Aqui, me alimentam pelas veias. Outro dia, uma das enfermeiras disse que não encontrava mais as do braço. Começaram, então, a enfiar a agulha na minha coxa esquerda. Me desespero por não conseguir pedir que parem. Seria maravilhoso poder descansar a consciência.
Preso dentro de mim nesta UTI, tenho ultimamente pensado muito em suicídio. Em eutanásia também, mas o direito – aos olhares alheios ilegítimo – de acabar eu mesmo com minha vida é tema da maior parte dos meus pensamentos. Se meu corpo voltasse a me pertencer por apenas cinco minutos, daria um jeito de acabar com tudo. Escolheria maneira rápida e, na medida do possível, emocionante. Cair quarenta metros, livre, na direção de uma cachoeira pedregosa seria um modo de morrer com emoção.
Tem gente que escolhe formas mais trabalhosas de acabar com a vida. Eu faria de forma que não demorasse. Sinto preguiça só de pensar em me matar como Sylvia Plath, por exemplo (“Ariel” é livro de cabeceira da Amália – a versão original, em inglês). A poeta podia ter cortado os pulsos – forma mais dramática de suicídio, tipicamente feminina – ou dado um tiro certeiro nas têmporas. Mas, não. Sylvia abriu o gás de cozinha e esperou que a vida fosse embora aos poucos.

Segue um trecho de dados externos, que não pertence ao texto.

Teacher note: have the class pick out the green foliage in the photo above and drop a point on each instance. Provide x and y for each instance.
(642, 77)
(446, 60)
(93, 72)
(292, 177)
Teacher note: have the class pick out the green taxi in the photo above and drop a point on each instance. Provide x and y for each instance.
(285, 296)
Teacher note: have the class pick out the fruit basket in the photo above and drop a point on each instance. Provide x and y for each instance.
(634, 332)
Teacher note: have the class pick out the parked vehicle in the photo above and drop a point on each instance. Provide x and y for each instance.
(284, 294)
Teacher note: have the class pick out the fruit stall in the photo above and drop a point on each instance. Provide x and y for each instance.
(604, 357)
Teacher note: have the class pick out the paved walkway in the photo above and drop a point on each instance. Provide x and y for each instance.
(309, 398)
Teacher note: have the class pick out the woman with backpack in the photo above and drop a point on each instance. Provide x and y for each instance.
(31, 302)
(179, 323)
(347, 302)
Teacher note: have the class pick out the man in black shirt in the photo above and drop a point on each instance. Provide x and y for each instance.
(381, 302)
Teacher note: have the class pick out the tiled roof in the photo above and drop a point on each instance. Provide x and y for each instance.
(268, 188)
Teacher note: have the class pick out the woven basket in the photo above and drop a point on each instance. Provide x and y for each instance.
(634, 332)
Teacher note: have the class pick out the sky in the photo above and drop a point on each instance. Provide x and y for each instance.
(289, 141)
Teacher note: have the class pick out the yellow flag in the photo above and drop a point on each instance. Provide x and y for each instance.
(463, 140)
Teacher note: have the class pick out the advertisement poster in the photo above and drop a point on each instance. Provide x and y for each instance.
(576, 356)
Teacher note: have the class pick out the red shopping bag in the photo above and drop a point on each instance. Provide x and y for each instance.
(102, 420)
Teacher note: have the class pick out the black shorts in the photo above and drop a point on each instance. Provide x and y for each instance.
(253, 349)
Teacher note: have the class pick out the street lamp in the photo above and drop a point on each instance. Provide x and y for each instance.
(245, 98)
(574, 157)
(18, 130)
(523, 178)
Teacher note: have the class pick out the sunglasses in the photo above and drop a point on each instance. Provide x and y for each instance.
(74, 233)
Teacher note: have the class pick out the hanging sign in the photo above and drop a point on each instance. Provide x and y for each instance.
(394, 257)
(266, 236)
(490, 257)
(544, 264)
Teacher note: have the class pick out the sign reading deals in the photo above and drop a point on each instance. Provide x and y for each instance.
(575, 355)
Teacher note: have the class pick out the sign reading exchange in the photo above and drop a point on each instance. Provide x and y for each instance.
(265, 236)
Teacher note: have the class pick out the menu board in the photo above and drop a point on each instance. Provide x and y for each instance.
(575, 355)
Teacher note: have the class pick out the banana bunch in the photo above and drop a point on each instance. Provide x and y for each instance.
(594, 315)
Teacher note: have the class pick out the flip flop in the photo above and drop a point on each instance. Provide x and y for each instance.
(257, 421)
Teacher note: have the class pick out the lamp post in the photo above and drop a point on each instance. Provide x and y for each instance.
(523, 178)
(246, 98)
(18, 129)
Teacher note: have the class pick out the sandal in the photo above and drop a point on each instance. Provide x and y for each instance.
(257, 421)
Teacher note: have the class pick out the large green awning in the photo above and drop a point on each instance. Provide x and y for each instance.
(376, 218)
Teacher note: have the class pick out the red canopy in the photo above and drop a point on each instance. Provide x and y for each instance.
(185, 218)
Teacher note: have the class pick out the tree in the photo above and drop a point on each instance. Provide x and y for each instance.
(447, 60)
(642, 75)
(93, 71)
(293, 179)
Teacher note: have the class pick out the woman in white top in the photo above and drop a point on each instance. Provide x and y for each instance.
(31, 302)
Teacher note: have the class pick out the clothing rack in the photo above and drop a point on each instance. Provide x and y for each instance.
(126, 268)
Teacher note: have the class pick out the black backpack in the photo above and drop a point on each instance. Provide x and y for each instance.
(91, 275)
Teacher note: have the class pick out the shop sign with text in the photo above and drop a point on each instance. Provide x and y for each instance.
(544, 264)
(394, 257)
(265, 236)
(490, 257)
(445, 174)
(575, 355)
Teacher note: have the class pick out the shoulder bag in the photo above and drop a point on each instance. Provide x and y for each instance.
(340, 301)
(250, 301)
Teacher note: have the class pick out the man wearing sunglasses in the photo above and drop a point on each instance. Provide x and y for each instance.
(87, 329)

Penso a beça nessas coisas. No entanto, de nada valem estes pensamentos, já que estou fadado a ser mantido vivo e inerte com uma agulha espetada na coxa, até o dia em que esta minha consciência resolver sair de cena e descansar.
Quando chegar essa hora, ao invés da Carmina Burana que me martela a mente, tensa, quero que uma melodia de paz reverbere em mim. Quero morrer numa tarde de sol bem amarela e, ao descer pelo buraco na terra, meu último desejo será o de ser ninado por uma voz de mulher entoando a Ave Maria, de Gounod.